Kant distingue tra pace e tregua: la prima è la condizione in cui la guerra risulta impossibile, la seconda una semplice pausa tra due guerre. Inevitabile concludere che nella storia dell’umanità vi sono state tregue più o meno lunghe; pace, mai.
Soprusi da arginare
Come impedire la naturale bellicosità tra gli Stati? Kant parte da una constatazione: mentre all’interno degli Stati i conflitti sono regolati e risolti dal diritto e le infrazioni sono punite dai tribunali, tra gli Stati permane ancora quella «selvaggia libertà» che una volta regnava tra gli individui e li costringeva a farsi giustizia da sé. Così accade che tra gli Stati sia la guerra a stabilire chi ha ragione e chi ha torto. Ancora oggi noi rimaniamo scandalizzati se una persona aggredisce un debole, a maggior ragione se si tratta di un bambino, mentre diamo quasi per scontato che gli Stati più forti si impongano sui più deboli anche con la forza. Si pensi, per non andare molto lontano, a come la Russia si è appropriata della Crimea con un colpo di mano militare.
Per realizzare la pace perpetua occorre allora sottomettere al diritto anche le controversie tra gli Stati attraverso una legge che sia al di sopra degli Stati e che venga fatta rispettare da un potere coercitivo. Non basta dunque il diritto internazionale, tipico delle tante alleanze e confederazioni che hanno accompagnato la storia moderna e contemporanea. I fallimenti prima della Società delle Nazioni e poi dell’Onu dovrebbero ricordarci questa amara verità.
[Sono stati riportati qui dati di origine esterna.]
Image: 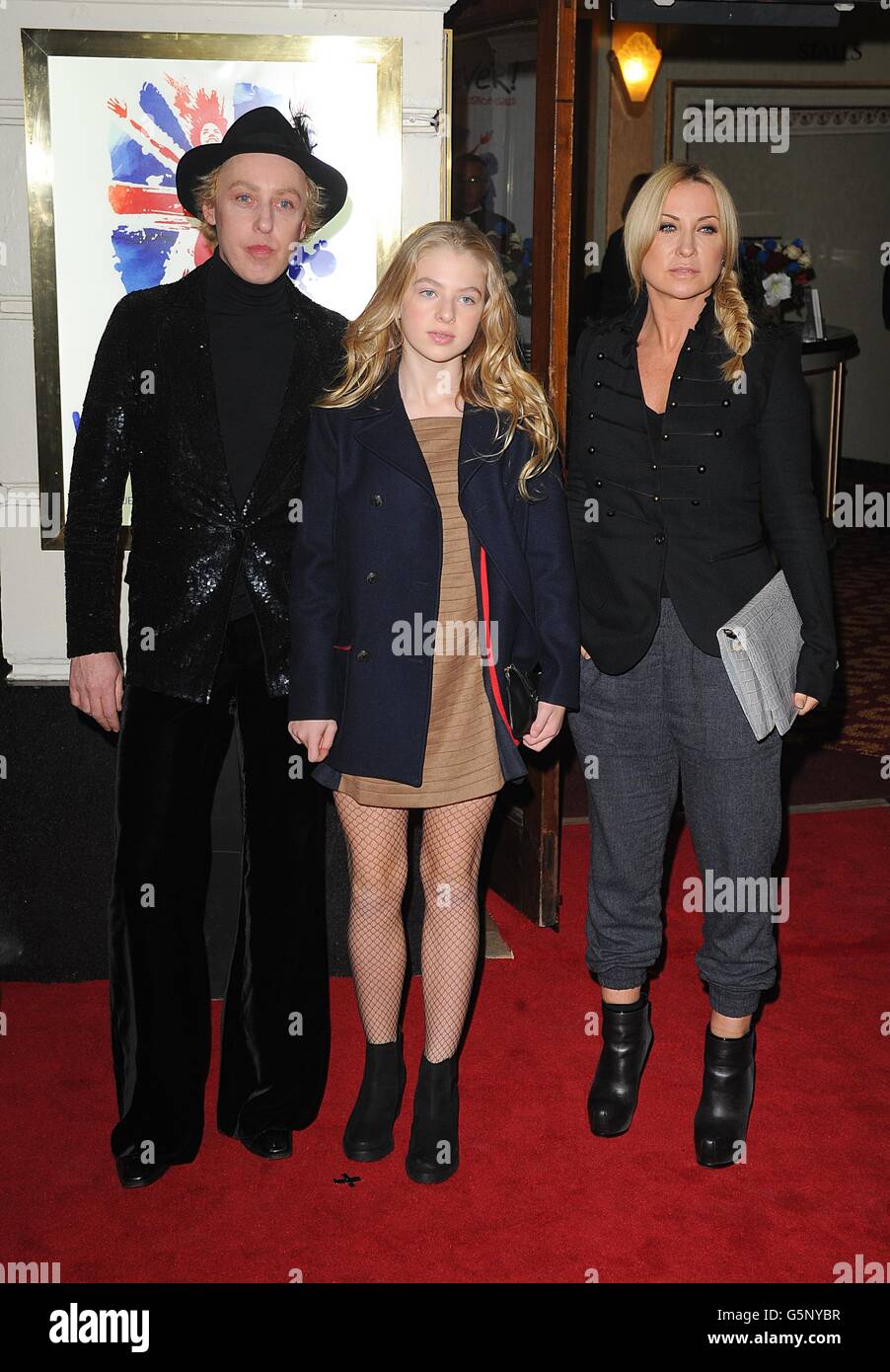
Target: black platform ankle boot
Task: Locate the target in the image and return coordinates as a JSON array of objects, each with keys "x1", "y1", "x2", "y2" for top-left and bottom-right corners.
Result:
[
  {"x1": 587, "y1": 992, "x2": 654, "y2": 1139},
  {"x1": 693, "y1": 1025, "x2": 754, "y2": 1168},
  {"x1": 405, "y1": 1054, "x2": 460, "y2": 1182},
  {"x1": 342, "y1": 1029, "x2": 406, "y2": 1162}
]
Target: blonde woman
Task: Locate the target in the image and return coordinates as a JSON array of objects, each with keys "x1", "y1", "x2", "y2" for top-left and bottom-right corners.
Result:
[
  {"x1": 566, "y1": 162, "x2": 835, "y2": 1168},
  {"x1": 289, "y1": 222, "x2": 580, "y2": 1182}
]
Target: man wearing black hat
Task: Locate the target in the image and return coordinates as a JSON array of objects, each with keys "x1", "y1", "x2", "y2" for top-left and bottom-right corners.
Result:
[{"x1": 64, "y1": 107, "x2": 347, "y2": 1186}]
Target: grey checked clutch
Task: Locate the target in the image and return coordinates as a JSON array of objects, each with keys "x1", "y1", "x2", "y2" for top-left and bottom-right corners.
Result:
[{"x1": 717, "y1": 572, "x2": 803, "y2": 738}]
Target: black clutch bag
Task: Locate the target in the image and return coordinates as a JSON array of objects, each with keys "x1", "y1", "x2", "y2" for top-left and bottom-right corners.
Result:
[{"x1": 503, "y1": 662, "x2": 541, "y2": 738}]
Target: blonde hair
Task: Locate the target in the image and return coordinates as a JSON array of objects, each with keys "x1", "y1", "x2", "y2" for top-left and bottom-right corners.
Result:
[
  {"x1": 624, "y1": 162, "x2": 754, "y2": 381},
  {"x1": 316, "y1": 219, "x2": 558, "y2": 499},
  {"x1": 189, "y1": 162, "x2": 325, "y2": 247}
]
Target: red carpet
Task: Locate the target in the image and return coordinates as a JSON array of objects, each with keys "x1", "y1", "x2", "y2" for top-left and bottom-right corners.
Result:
[{"x1": 0, "y1": 808, "x2": 890, "y2": 1283}]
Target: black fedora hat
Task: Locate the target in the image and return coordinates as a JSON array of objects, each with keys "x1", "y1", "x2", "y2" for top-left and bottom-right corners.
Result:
[{"x1": 176, "y1": 105, "x2": 348, "y2": 224}]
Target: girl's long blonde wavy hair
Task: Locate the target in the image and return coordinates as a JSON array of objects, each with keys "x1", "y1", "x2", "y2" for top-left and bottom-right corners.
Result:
[
  {"x1": 624, "y1": 162, "x2": 754, "y2": 381},
  {"x1": 316, "y1": 219, "x2": 558, "y2": 499}
]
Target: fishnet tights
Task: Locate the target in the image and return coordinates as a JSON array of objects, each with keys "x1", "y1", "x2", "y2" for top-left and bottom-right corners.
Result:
[{"x1": 334, "y1": 791, "x2": 496, "y2": 1062}]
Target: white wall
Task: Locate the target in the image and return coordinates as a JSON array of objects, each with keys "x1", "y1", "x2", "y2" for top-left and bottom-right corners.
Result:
[{"x1": 0, "y1": 0, "x2": 448, "y2": 680}]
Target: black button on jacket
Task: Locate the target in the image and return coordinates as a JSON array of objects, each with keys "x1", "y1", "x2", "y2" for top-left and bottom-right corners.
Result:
[
  {"x1": 64, "y1": 260, "x2": 347, "y2": 703},
  {"x1": 566, "y1": 285, "x2": 837, "y2": 704}
]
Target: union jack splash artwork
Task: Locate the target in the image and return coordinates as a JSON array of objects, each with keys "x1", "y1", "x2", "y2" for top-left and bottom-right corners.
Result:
[{"x1": 107, "y1": 75, "x2": 336, "y2": 293}]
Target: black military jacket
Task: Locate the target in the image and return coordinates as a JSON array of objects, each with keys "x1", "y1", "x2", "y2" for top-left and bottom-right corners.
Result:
[{"x1": 64, "y1": 262, "x2": 347, "y2": 703}]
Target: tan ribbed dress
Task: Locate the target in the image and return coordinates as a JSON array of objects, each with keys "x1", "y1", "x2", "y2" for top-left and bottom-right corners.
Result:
[{"x1": 337, "y1": 415, "x2": 503, "y2": 808}]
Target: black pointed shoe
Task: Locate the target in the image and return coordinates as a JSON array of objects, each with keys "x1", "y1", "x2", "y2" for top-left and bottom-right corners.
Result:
[
  {"x1": 239, "y1": 1128, "x2": 293, "y2": 1161},
  {"x1": 693, "y1": 1025, "x2": 754, "y2": 1168},
  {"x1": 113, "y1": 1144, "x2": 170, "y2": 1189},
  {"x1": 405, "y1": 1054, "x2": 460, "y2": 1182},
  {"x1": 342, "y1": 1029, "x2": 406, "y2": 1162},
  {"x1": 587, "y1": 992, "x2": 655, "y2": 1139}
]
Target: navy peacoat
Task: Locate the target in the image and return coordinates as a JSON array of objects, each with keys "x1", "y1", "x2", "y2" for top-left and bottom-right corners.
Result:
[{"x1": 289, "y1": 368, "x2": 580, "y2": 788}]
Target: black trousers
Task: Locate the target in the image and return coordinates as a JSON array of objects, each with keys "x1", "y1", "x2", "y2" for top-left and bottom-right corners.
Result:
[{"x1": 110, "y1": 615, "x2": 331, "y2": 1162}]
Non conoscendo l’esperienza americana della divisione della sovranità tra vari livelli di governo, Kant teme la concentrazione di un potere enorme nelle mani di un governo mondiale che potrebbe conculcare la libertà sia delle persone che dei popoli.
Federazione, ovvero…
In America era nato uno Stato di Stati, la federazione o unione federale, con due livelli di governo coordinati e indipendenti, secondo la felice formula di Kenneth Wheare. Al posto della eccessiva concentrazione di potere temuta da Kant si era realizzata una maggiore suddivisione del potere: non solo su base funzionale (legislativo, esecutivo, giudiziario), ma anche su base territoriale (tra gli Stati e la Federazione).
In Europa sarà non a caso la dottrina sociale della Chiesa a formulare il criterio in base al quale distribuire il potere tra i diversi livelli di governo. È il famoso principio di sussidiarietà.